Homeland Security Report, p2:
Rightwing extremism in the United States can be broadly divided into those groups, movements, and adherents [it mentions hate groups--not Jefferson or conservatives I know], and those that are mainly antigovernment, rejecting federal authority in favor of state or local authority... It may include groups and individuals that are dedicated to a single issue, such as opposition to abortion or [illegal] immigration.
p2 (U//FOUO) The possible passage of new restrictions on firearms and the return of military veterans facing significant challenges reintegrating into their communities could lead to the potential emergence of terrorist groups or lone wolf extremists capable of carrying out violent attacks.p5 (U//FOUO) Many rightwing extremist groups perceive recent gun control legislation as a threat to their right to bear arms and in response have increased weapons and ammunition stockpiling, as well as renewed participation in paramilitary training exercises.

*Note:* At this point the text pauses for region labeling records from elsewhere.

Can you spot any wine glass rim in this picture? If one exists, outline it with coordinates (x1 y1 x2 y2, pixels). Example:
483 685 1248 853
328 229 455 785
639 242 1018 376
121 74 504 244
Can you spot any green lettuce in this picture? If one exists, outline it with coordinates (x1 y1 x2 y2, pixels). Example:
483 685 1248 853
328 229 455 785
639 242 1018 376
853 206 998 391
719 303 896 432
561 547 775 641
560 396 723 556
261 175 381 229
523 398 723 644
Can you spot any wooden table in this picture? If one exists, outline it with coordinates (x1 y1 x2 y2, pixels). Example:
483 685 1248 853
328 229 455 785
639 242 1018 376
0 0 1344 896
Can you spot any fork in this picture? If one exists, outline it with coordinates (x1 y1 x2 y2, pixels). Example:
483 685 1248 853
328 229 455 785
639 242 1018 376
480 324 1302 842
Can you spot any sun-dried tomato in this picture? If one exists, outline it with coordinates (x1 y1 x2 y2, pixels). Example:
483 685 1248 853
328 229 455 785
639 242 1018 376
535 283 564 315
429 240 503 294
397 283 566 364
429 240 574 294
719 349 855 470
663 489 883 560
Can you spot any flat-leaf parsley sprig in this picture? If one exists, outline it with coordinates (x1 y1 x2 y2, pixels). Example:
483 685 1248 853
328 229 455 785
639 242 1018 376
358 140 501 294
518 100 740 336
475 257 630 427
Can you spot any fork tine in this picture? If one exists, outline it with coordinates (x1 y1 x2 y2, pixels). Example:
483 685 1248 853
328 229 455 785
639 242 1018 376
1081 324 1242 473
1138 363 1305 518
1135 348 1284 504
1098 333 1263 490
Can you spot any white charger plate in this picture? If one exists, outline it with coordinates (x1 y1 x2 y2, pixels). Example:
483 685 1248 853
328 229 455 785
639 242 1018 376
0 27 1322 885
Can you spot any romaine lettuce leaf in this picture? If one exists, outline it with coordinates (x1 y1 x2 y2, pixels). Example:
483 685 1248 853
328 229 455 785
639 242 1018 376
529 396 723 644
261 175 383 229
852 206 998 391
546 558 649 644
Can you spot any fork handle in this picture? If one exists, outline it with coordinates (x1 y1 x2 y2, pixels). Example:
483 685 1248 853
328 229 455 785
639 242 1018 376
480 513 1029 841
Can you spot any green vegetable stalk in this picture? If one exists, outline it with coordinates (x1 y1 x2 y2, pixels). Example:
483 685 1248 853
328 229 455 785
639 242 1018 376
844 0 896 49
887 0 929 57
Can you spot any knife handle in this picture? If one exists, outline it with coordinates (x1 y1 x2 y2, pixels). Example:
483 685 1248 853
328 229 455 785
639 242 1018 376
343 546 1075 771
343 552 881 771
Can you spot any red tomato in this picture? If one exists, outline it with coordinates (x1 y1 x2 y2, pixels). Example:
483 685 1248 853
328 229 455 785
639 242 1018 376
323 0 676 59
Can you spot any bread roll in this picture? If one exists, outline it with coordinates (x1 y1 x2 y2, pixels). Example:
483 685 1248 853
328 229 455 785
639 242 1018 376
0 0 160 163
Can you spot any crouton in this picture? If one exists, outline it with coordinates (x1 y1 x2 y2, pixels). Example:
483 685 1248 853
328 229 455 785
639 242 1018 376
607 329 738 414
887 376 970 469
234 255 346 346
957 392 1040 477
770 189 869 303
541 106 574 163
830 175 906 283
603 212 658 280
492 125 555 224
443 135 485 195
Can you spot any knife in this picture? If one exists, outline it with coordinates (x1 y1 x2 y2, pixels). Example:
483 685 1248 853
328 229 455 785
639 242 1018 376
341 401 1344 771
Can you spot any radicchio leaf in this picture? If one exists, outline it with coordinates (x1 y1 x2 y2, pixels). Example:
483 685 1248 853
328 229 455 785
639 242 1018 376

In the report, right-wing extremism was defined as hate-motivated groups and movements, such as hatred of certain religions, racial or ethnic groups. "It may include groups and individuals that are dedicated to a single issue, such as opposition to abortion or immigration," the report said.
...The same definition was included in the agency's March 26 report on domestic extremism. Both reports were marked "For Official Use Only."
Other groups targeted would be those who believe in end times prophecy (that would be Christians who believe the Bible), those who worry about economic collapse (that would include those who don't believe we can tax and spend our way to prosperity). Pretty much this p 4 (U) Economic Hardship and Extremism section group would include most of the thousands of peaceful Tea Party attendees from April 15th.
(U//FOUO) Historically, domestic rightwing extremists have feared, predicted, and anticipated a cataclysmic economic collapse in the United States. ... Antigovernment conspiracy theories and “end times” prophecies could motivate extremist individuals and groups to stockpile food, ammunition, and weapons.
Well, I don't pack a pistol (but I do have a few extra cans of tuna in the pantry), more than one banker has told me they don't know how to advise me or their clients about future investments, and I do believe in the Bible and the book of Revelation. Guess I am in good company though if I include our Founding Fathers and the other Tea Party attendees. For the record, I believe the founding documents of our country should still apply today.
I think it would be good to read through the entire Homeland Security report on Rightwing Extremism. You just might find some of your concerns tagged as being extremist.